Rupesh Parikh, Analyst
Good morning and thanks for taking my question. So just going back to the Ennis facility and the ramp so far, just curious, any positive or negative surprise as you continue to ramp that facility?
Billy Cyr, CEO
I guess I would say that, as you can imagine starting up a greenfield facility is always got ups and downs in it, and we've had our fair share of ups and downs as we've gone along. What I'll tell you is where we are today is we feel very good about the progress we made on the roll side of the business and it's going very, very well and the chicken processing is doing very well. The bag side of the business took a little bit longer and steeper to ramp up than what we would have hoped. We are now producing all the items in the lineup, we feel very good about that, but it took a little bit longer to get to the production levels that we wanted in qualifying all the items, and in part, that's why we've begun to do the staffing for the line, the next bag line.
Robert Moskow, Analyst
I guess one last question. Todd, I think you mentioned that you won't be committing capital to volume until you know for sure that the volume's there. Is there any way to quantify what kind of volume growth you'll need in 2024 to hit that threshold?
Todd Cunfer, CFO
Yeah. So, as you know, the algorithm for us over the next five years is to grow the topline on average 25%. And for '24, I mean, we don't anticipate any additional pricing. So we'll have a little bit of a wrap-around on that last price increase that we took in February. But for '24, it's going to be almost all volume, so close to 25%.
Billy Cyr, CEO
We have not made any commitments for the second part of Ennis Phase 2, Ennis Phase 3 or additional lines at Kitchen South. We will only make those commitments when demand justifies it.
Operator, Operator
Thank you. Ladies and gentlemen, that concludes our question-and-answer session. I'll turn the floor back to Mr.

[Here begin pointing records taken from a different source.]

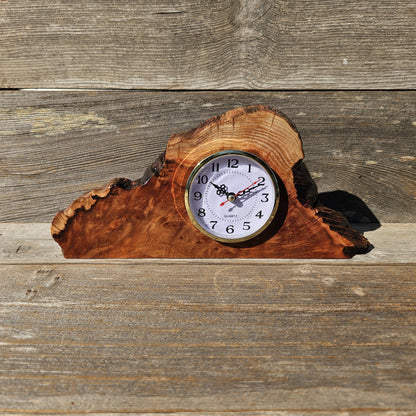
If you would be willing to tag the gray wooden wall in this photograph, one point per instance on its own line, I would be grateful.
(121, 77)
(91, 90)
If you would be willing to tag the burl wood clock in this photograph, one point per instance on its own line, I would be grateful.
(235, 186)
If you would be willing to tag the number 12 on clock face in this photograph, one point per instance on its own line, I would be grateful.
(232, 196)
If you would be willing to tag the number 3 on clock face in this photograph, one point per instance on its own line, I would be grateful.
(232, 196)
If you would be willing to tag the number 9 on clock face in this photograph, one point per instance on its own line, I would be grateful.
(232, 196)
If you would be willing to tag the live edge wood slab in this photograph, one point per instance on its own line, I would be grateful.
(148, 218)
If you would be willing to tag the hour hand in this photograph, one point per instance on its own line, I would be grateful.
(221, 189)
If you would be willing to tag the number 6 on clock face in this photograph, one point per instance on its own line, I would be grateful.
(232, 196)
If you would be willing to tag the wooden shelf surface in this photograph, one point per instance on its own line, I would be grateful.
(278, 337)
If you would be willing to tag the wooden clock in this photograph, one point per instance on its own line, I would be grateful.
(234, 187)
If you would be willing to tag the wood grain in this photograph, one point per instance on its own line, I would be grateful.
(148, 218)
(32, 243)
(54, 146)
(244, 44)
(161, 337)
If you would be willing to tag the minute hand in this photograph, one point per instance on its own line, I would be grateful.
(242, 191)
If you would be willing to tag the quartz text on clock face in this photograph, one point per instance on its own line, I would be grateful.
(232, 196)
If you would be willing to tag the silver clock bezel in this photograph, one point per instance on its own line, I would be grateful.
(202, 164)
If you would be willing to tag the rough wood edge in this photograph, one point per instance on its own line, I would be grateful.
(86, 201)
(307, 192)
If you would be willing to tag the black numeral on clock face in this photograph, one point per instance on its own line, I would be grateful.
(202, 179)
(259, 214)
(201, 212)
(265, 197)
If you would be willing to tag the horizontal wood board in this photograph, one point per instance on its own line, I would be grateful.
(161, 337)
(230, 44)
(55, 146)
(32, 243)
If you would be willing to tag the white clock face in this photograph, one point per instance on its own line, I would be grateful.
(232, 196)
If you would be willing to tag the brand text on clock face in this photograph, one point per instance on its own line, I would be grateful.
(232, 196)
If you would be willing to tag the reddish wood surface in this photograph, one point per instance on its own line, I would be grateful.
(147, 218)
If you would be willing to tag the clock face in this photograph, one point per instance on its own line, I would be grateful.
(232, 196)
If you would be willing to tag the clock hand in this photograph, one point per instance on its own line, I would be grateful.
(231, 197)
(221, 189)
(246, 191)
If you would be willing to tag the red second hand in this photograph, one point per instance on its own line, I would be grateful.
(238, 193)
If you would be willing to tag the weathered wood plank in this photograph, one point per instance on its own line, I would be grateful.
(32, 243)
(54, 146)
(208, 44)
(163, 337)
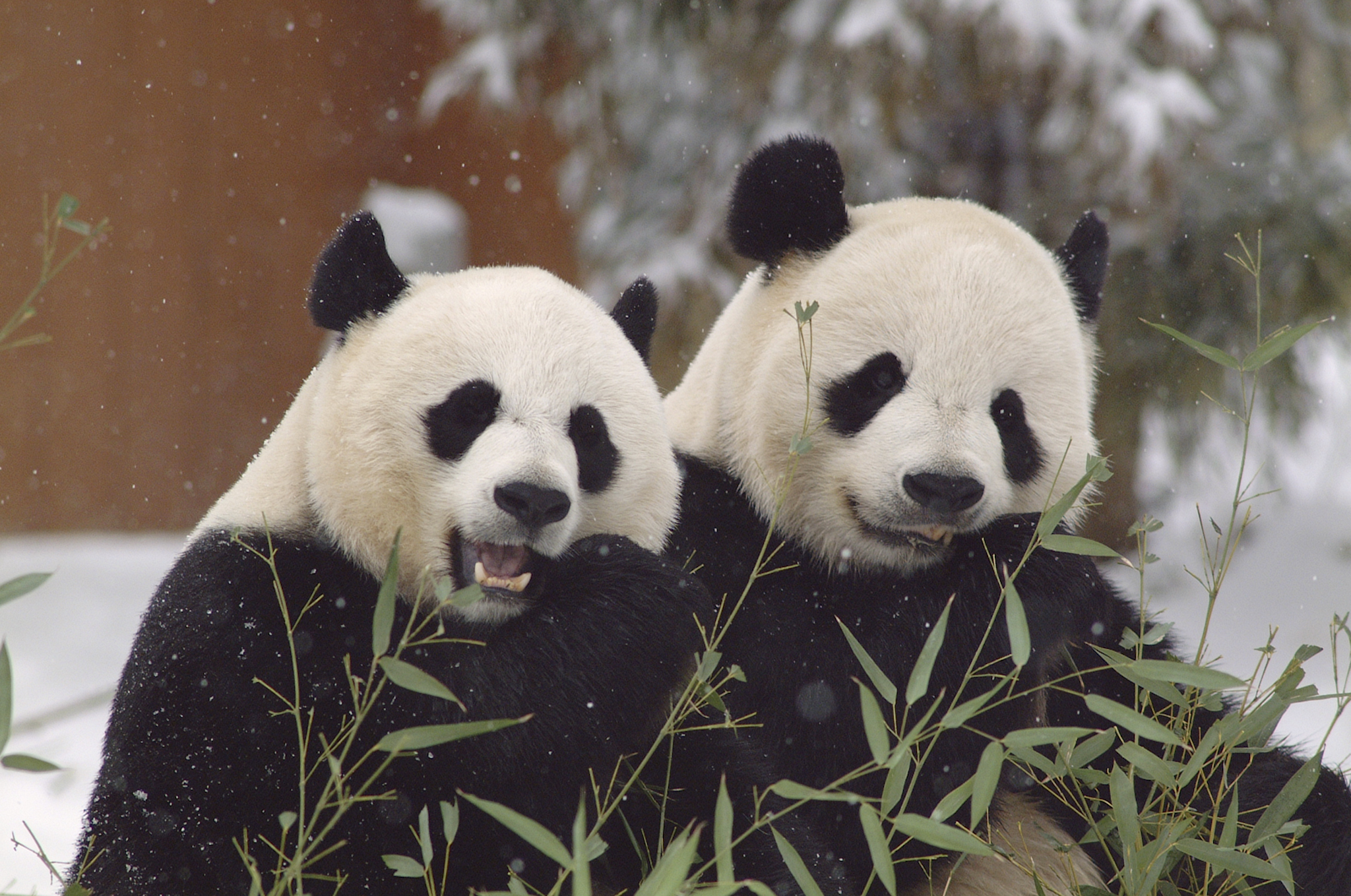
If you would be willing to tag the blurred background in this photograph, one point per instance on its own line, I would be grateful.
(598, 138)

Cyr for any final comments.
Billy Cyr, CEO
Great. Thanks, everyone, for your interest and your time. I'll end with a thought for you from the author Karen Davidson. She said, a dog can express more with his tail in minutes than an owner can express with his tongue in hours. To which I would respond feed them Freshpet and their tail won't stop talking until it's time for the next meal. Thanks, everyone. Thanks for your interest.